В первую очередь, обращает на себя внимание тот факт, что в отличие от Второй редакции, в которой встреча с Федельм происходит после того, как Медб получает относительно благоприятное пророчество от своего друида, в Книге Бурой коровы говорится, что войска долгое время не могли выступить, потому что друиды и прорицатели ждали
Рис. 13. Бронзовая статуэтка жрицы, судя по костюму – участницы обряда жертвоприношения. I в. до н. э., Британия
для этого какого–нибудь доброго знака (Ocus n'is teilcset a f'athi 7 a ndru'id ass sein co cend c'oicthigis oc irnaidi sh'eoin [TBC 1976, 1, 22—3] – "И не позволяли их пророки и их
друиды идти до того времени, пока не дождутся знамения").
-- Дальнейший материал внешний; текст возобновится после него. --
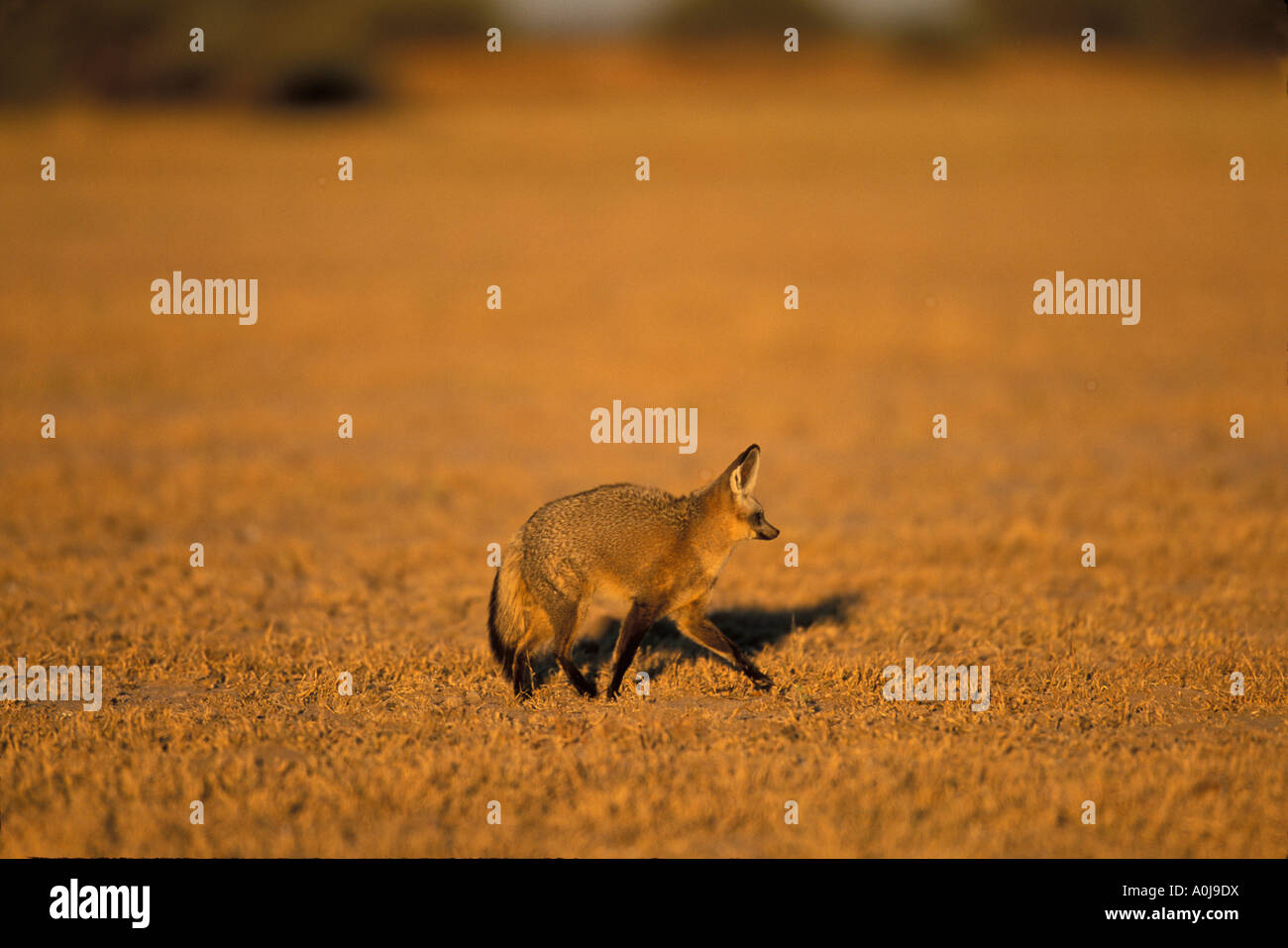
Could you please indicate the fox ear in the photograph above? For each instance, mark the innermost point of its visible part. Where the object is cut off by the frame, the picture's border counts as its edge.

Наконец, возница королевы Медб предлагает ей совершить нечто вроде «искусственного знамения» – сделать круг на колеснице в правую сторону (традиционное «счастливое» направление, букв. deisel ’от солнца’, ср. «в ирландском языке dessel означает направление „по солнцу“ или „направо“, а также имеет вторичное значение „удача, благоприятное положение“, причем аналогичное значение наблюдается и в других кельтских языках» [Forsyth 1995, 683]). Сразу после этого на зеленом лугу прямо перед Медб возникает незнакомая девушка, называющая себя «пророчицей», и, что естественно, королева обращается к ней с просьбой, видимо, не столько о предречении, сколько о благословении похода против уладов. Ввиду отсутствия встречи с друидом, слова Федельм оказываются гораздо более нагруженными функционально – теперь от нее зависят и судьба похода, и участь самой Медб. Но «текст» пророчества в обеих редакциях практически идентичен.
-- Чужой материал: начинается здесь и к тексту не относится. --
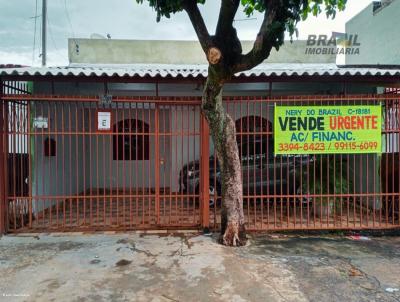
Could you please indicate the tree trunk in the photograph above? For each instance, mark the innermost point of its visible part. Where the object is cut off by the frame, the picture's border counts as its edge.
(223, 132)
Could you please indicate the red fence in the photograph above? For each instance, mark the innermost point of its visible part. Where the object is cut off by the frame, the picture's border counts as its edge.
(150, 165)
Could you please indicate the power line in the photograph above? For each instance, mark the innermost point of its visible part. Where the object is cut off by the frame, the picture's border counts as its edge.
(69, 19)
(34, 34)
На первый взгляд, в обеих редакциях изображены и совершенно одинаковые прекрасные девушки, причем их описания совпадают иногда даже в таких деталях, как, например, губы «парфянской кожи» или сложная прическа, при которой три пряди волос (в LU – две) уложены вокруг головы, а еще одна спадает до колен. Почти дословно совпадают в обеих редакциях и упоминания о странном предмете, который Федельм держит в руке (в LL отмечено, что в правой) – claideb corthaire ’ устройство для прядения’ (?) из белой бронзы, при помощи которого она прядет золотую бахрому. Однако в описании внешности девушки в Первой редакции обращает на себя внимание странная деталь, во второй редакции отсутствующая: отмечено, что в каждом глазу у нее по три зрачка (Tr'i meic imlisse cechtar a d'a s'ula – букв. «Три сына наблюдения в каждом из двух ее глаз» [TBC 1976, 2, 38—39]). Данный мотив для ирландской нарративной традиции может быть назван достаточно традиционным (см. [Cross 1969, F541.3]), однако однозначной интерпретации этот феномен не поддается, поскольку несколькими зрачками могут обладать совершенно разные персонажи. Так, семь зрачков (три в одном глазу и четыре – в другом) было у Кухулина, а также три зрачка было у одноглазого великана Ингкела из саги Разрушение Дома Да Дерга (см. [Предания и мифы… 1991, 109]). На поверхностном уровне, как кажется, обилие зрачков может интерпретироваться как знак способности лучше видеть, причем – видеть нечто, что находится за пределами обыденного зрительного восприятия. В нашем случае – предположительно, видеть будущее, что согласуется с функцией прорицательницы, которой обладает в саге Федельм.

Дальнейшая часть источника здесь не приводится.